The simplest way to explain it would be to say that a data warehouse consists of more than just a database. A database is an collection of data organized in some way, but a data warehouse is organized specifically to "facilitate reporting and analysis". This however is not the entire story as data warehousing also contains "the means to retrieve and analyze data, to extract, transform and load data, and to manage the data dictionary are also considered essential components of a data warehousing system".

Data Warehouse


A Data Warehousing (DW) is process for collecting and managing data from varied sources to provide meaningful business insights. A Data warehouse is typically used to connect and analyze business data from heterogeneous sources. The data warehouse is the core of the BI system which is built for data analysis and reporting.


Source for the Data warehouse can be cluster of Databases, because databases are used for Online Transaction process like keeping the current records..but in Data warehouse it stores historical data which are for Online analytical process.


See in simple words : Dataware --> Huge data using for Analytical/storage/ copy and Analysis . Database --> CRUD operation with Frequently used data .

Dataware house is Kind of storage which u are not using on daily basis & Database is something which your dealing frequently .

Eg. If we are asking statement of bank then it gives us for last 3/4/6/more months bcoz it is in database. If you want more than that it stores on Dataware house.


Data Warehouse vs Database: A data warehouse is specially designed for data analytics, which involves reading large amounts of data to understand relationships and trends across the data. A database is used to capture and store data, such as recording details of a transaction.

Data Warehouse: Suitable workloads - Analytics, reporting, big data. Data source - Data collected and normalized from many sources. Data capture - Bulk write operations typically on a predetermined batch schedule. Data normalization - Denormalized schemas, such as the Star schema or Snowflake schema. Data storage - Optimized for simplicity of access and high-speed query. performance using columnar storage. Data access - Optimized to minimize I/O and maximize data throughput.
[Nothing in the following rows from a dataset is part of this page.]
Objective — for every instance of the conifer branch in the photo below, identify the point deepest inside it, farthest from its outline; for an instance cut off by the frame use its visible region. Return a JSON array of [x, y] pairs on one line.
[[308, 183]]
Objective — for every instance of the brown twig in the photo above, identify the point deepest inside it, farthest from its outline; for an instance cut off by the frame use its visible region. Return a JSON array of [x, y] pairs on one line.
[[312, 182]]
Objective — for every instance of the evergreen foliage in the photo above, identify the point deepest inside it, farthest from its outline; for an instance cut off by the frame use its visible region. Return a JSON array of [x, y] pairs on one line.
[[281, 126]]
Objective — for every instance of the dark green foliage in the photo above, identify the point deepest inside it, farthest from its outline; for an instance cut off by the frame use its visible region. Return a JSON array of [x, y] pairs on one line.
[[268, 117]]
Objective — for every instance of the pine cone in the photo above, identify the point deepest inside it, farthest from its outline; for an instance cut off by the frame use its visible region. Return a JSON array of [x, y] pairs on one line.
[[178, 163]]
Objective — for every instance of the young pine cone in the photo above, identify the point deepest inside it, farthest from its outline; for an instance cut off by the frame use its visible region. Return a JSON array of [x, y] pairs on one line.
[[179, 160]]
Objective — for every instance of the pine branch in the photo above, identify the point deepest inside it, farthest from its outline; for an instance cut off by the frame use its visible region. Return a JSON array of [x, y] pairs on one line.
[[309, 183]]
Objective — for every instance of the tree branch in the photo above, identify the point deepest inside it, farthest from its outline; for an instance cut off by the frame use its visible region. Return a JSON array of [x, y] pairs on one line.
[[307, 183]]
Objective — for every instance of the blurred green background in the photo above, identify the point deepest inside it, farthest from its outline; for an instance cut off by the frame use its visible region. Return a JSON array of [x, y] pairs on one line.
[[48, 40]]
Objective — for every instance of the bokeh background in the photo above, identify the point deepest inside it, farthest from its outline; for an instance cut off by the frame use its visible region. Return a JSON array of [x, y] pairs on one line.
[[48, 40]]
Transactional Database: Suitable workloads - Transaction processing. Data source - Data captured as-is from a single source, such as a transactional system. Data capture - Optimized for continuous write operations as new data is available to maximize transaction throughput. Data normalization - Highly normalized, static schemas. Data storage - Optimized for high throughout write operations to a single row-oriented physical block. Data access - High volumes of small read operations.


Database:

Used for Online Transactional Processing (OLTP).

  • Transaction-oriented.
  • Application oriented.
  • Current data.
  • Detailed data.
  • Scalable data.
  • Many Users, Administrators / Operational.
  • Execution time: short.

Data Warehouse:

Used for Online Analytical Processing (OLAP).

  • Oriented analysis.
  • Subject oriented.
  • Historical data.
  • Aggregated data.
  • Static data.
  • Not many users, manager.
  • Execution time: long.

Check out this for more information.

From a previous link:

Database

  1. Used for Online Transactional Processing (OLTP) but can be used for other purposes such as Data Warehousing. This records the data from the user for history.
  2. The tables and joins are complex since they are normalized (for RDMS). This is done to reduce redundant data and to save storage space.
  3. Entity – Relational modeling techniques are used for RDMS database design.
  4. Optimized for write operation.
  5. Performance is low for analysis queries.

Data Warehouse

  1. Used for Online Analytical Processing (OLAP). This reads the historical data for the Users for business decisions.
  2. The Tables and joins are simple since they are de-normalized. This is done to reduce the response time for analytical queries.
  3. Data – Modeling techniques are used for the Data Warehouse design.
  4. Optimized for read operations.
  5. High performance for analytical queries.
  6. Is usually a Database.

It's important to note as well that Data Warehouses could be sourced from zero to many databases.